Christina MacRae works as a freelance arts practitioner.  She is also currently a part-time researcher at Manchester Metropolitan University where her research interests are in young children`s art making. With an original background in Early Years teaching, she then changed direction to study art. She is currently developing her own art practice, one that is concerned with collected objects and how we surround ourselves with them. As a researcher she is interested in putting art theory to work by allowing it to feed into her research methods.

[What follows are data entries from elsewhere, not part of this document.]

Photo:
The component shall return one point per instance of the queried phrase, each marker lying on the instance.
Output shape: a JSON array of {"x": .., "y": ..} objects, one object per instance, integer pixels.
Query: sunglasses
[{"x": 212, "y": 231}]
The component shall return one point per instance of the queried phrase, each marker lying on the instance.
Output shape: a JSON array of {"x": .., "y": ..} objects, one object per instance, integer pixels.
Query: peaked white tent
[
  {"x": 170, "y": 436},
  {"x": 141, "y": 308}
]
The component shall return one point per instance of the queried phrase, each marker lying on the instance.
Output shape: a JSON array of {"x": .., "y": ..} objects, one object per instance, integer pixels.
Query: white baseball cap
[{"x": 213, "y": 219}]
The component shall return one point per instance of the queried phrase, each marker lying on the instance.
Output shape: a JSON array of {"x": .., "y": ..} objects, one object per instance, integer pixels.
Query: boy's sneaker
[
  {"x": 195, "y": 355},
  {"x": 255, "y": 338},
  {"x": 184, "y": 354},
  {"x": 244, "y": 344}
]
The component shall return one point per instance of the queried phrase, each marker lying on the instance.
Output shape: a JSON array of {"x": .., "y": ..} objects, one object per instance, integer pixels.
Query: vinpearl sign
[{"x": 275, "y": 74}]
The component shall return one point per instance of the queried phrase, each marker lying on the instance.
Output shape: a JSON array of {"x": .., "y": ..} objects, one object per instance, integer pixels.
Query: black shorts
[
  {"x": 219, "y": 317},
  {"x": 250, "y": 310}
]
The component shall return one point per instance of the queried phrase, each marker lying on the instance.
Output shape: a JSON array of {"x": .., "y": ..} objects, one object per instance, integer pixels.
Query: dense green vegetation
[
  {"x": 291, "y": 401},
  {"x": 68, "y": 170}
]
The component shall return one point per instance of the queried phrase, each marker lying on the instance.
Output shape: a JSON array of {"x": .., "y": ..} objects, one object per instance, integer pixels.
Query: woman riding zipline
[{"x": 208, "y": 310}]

As an artist developing an emerging practice she is also trying to explore how she can use her practice as an ongoing enquiry into collection and relations between people and objects.  The Arts and Humanities Research Council recently funded Christina to undertake a practice-led artist residency in an early years classroom: the Secret Life of Objects  


Christina has joined up with fellow West Yorkshire artists, Susy Thomas, Shelagh Whitehead, and joevanka gregory, to form a practice focussed networking and reflective group: Threads


The practice of documentation: Guest Editor statement:


"The theme of this guest editorship will be focussed on the practice of documentation. As a researcher and as an artist, documenting my work in the form of sketchbooks and journals is an important practice.  It allows me to return to events, ideas, and objects for ongoing re-interpretation. I work collaboratively in schools and early years settings and at the moment I am experimenting with ways of opening my documentation out in order to make it a more shared, conversational and dialogic tool, instead of one mainly concerned with my own thinking.  I would like to find out how other researchers, artists and teachers use documentation to as a shared space for reflection and for creative action.  I am interested in how different approaches to documentation might leak into each other to form local and hybrid approaches, and how documentation can make visible and help sustain a creative community of practice.  I also hope to explore the ethical dimension of documentation, both the difficulties that it can raise, as well as the potential for a creating a culture of relationality."